The mystery had an interesting start but fizzeled out halfway through. The final solution was plodding and unconvincing. What kind of murderer goes to the trouble of staging a scene and leaving false trails for the police only to confess as soon as they’re put under a little pressure?

The way the investigation was conducted lacked any credibility. Finding the source of a quote *For men must work and women must weep“, a key clue in the case, took my search engine a few seconds. It took the police a couple of days.

I found Lauren’s earnestness, combined with her naivety, annoying. How did she ever get promoted to DI?

The side plot relating to the Lauren’s family was even more of a damp squib than the main plot and ended the book with a confrontation that simply didn’t work.


I bought four books this week, one continuing an Urban Fantasy series, one a newly released thriller, one a Welsh murder mystery that I stumbed across and one a debut novel that seems to be a nightmare come to life.

I bought ‘Midnight’s Emissary‘ as soon as I finished ‘Shadow’s Messenger‘, the first book in the Aileen Travers series. I like Aileen, I’m intrgued by the supernatural world she’s trying to find a place in and I’m looking forward to seeing the trouble she’ll get into next and how she’ll cope with it.

This is a roll of the dice, as I’ve never read Carter Wilson before. Normally, I’m not a fan of books with a True Crime podcast setting but the twist putting the podcaster on the spot appeals to me. The audiobook sample sealed the deal. I think this is a story that will work well with two narrators.

I stumbled across this when it was reviewed on GoodReads. It caught my eye because it’s a small town drama set in Wales. I see lots of mystery books set in Ireland and Scotland but almost none set in Wales. I don’t understand that. Where are all the Welsh mystery writers?

Anyway, I’ve found Manon Steffan Ros, so she can be my starting point. Manon Steffan Ros writes her novels in Welsh and sometimes translates them into English. As far as I can tell, ‘Greta’ (2024) is her translation of her novel ‘Llechi‘ (2020). The Welsh title mean ‘Slate‘ and the main character is called Gwenno Evans not Greta Pugh but the story seems to be the same.

.’Nightwatching‘ (2024) is Tracy Sierra‘s debut novel. What appealed to me from the reviews I’ve read was the nightmarish quality of the novel. I’m hoping for something dark, tense and frighteningly real.


This week, I’ve pulled three books from my TBR pile: an historical fiction mystery that made a lot of noise in 2024, the first book in a Nordic Noir series that came out fifteen years ago and has since been made into a TV series and the second book in a YA Vampire-with-a-twist series that I started last year.

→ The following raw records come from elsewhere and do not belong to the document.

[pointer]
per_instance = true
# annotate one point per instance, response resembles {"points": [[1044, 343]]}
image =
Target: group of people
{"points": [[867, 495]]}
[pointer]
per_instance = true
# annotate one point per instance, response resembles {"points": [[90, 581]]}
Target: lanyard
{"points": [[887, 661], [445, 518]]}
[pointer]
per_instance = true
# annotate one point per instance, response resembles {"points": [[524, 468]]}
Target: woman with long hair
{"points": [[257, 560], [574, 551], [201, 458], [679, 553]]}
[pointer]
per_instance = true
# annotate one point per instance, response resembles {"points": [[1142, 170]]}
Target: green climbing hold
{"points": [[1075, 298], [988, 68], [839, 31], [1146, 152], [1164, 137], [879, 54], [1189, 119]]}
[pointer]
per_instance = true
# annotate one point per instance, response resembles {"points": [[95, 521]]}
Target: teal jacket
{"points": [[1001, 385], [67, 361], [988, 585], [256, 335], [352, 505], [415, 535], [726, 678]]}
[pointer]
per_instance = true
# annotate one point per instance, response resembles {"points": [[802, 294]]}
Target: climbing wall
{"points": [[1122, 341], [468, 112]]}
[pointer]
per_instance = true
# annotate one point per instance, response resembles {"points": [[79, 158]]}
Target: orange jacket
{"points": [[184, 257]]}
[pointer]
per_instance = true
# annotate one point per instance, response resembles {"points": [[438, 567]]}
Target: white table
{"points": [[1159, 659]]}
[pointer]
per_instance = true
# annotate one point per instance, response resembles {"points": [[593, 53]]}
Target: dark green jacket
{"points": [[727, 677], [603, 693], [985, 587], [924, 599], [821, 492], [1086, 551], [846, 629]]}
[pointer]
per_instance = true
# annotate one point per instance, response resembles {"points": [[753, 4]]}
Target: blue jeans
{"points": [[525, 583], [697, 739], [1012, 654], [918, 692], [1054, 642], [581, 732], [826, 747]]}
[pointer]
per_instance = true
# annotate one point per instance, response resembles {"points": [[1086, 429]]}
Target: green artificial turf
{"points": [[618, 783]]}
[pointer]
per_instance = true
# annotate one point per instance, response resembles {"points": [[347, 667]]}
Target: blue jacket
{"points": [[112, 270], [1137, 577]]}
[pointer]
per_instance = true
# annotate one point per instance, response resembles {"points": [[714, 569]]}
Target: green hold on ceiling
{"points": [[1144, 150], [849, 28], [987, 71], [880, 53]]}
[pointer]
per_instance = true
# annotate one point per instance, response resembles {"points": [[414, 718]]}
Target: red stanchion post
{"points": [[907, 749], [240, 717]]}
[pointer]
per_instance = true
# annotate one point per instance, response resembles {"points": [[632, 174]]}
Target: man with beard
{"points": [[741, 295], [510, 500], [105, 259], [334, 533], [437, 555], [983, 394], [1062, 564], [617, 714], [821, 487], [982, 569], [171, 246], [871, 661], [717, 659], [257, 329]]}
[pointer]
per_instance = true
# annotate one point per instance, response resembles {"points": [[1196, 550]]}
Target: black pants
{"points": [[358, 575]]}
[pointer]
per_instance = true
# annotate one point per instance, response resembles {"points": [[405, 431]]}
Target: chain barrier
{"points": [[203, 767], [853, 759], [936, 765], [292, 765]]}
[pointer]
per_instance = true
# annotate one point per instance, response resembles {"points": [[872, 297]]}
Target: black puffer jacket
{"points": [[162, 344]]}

I read Hans Rosenfeldt’s ‘Cry Wolf‘ back in 2022 and had a lot of fun with it. It was the first book in a new series but there’s no sign of the second book yet so I went looking for his back catalogue. I found ‘Sebastian Bergman‘ 2010 a.k.a ‘Dark Secrets’, the first book in a four book series which he co-wrote with Michael Hjorth. It’s since been turned into a TV series. I’m hoping for a good Nordic Noir series to follow.

The Briar Club‘ (2024) was one of my wife’s favourite books of 2024, which is recommendation enough for me. I hoping for the combination of a decent mystery with a period setting and a subversive feminist twist. The premise is clever and the characters are diverse so this should be fun.

I finally got around to reading ‘Fear University‘ last year, after it had sat on my shelves since 2018. It turned out to be an engaging and original Urban Fantasy series, centere around Ollie Andrews, a young woman who can’t feel pain. Ollie carries more scars than most Urban Fantasy heroines and she trusts no one. ‘Fear University‘ was a compelling mix of intrigue, violence, hormones, haunted pasts and relentless tension. ‘The Killing Season‘ raises the stakes, taking the Ollie north, into the dark and the cold, to face creatures who feed off fear. I’m looking forward to an intense romp with a few twists along the way.